The 47th Virginia Infantry Regiment was an infantry regiment raised in Virginia for service in the Confederate States Army during the American Civil War. It fought mostly with the Army of Northern Virginia and was a unit in A.P. Hill's Light Division.

Major Charles Jones Green of Co. A, 47th Virginia Infantry Regiment

The 47th Virginia was formed in June 1861, with men recruited in Caroline, Middlesex, Essex, King George, and Stafford counties. One company, Company H, was recruited in Maryland and known as Zarvona's Zouaves. The unit served under the command of Generals Pettigrew, Field, Heth, H.H. Walker, and Barton.

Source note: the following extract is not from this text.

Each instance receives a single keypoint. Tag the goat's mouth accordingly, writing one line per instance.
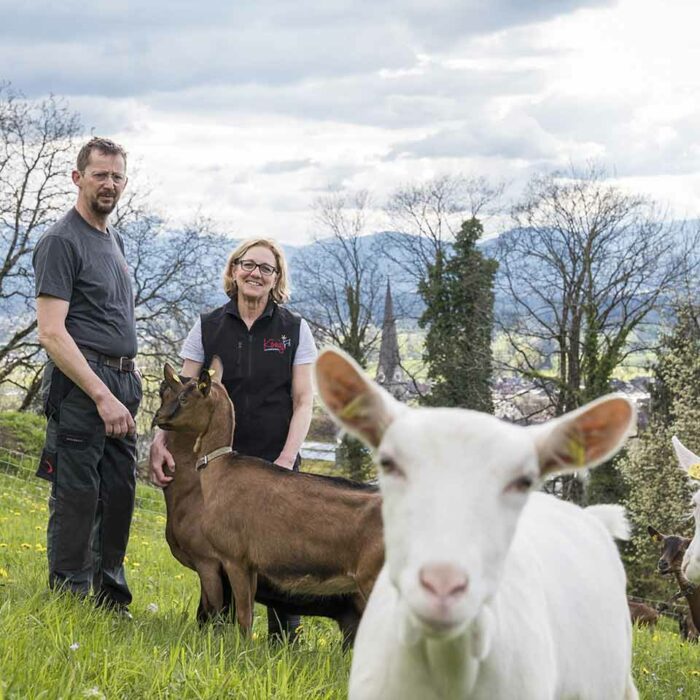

It fought with the Army of Northern Virginia from Seven Pines to Cold Harbor, then was active in the trenches of Petersburg and around Appomattox. This regiment totalled 444 effectives in April, 1862, and sustained 34 casualties of the 156 engaged at Frayser's Farm. It reported 29 casualties at Second Manassas, 45 at Fredericksburg, and 45 at Chancellorsville. Twenty-three percent of the 209 in action at Gettysburg were disabled.

During February 1865, the 47th and 55th Regiments were consolidated, but only 2 sergeants of the 47th surrendered on April 9.

The field officers were Colonels George W. Richardson and Robert M. Mayo; Lieutenant Colonels William J. Greene, John W. Lyell and James D. Bruce; and Majors Edward P. Tayloe and Charles J. Green.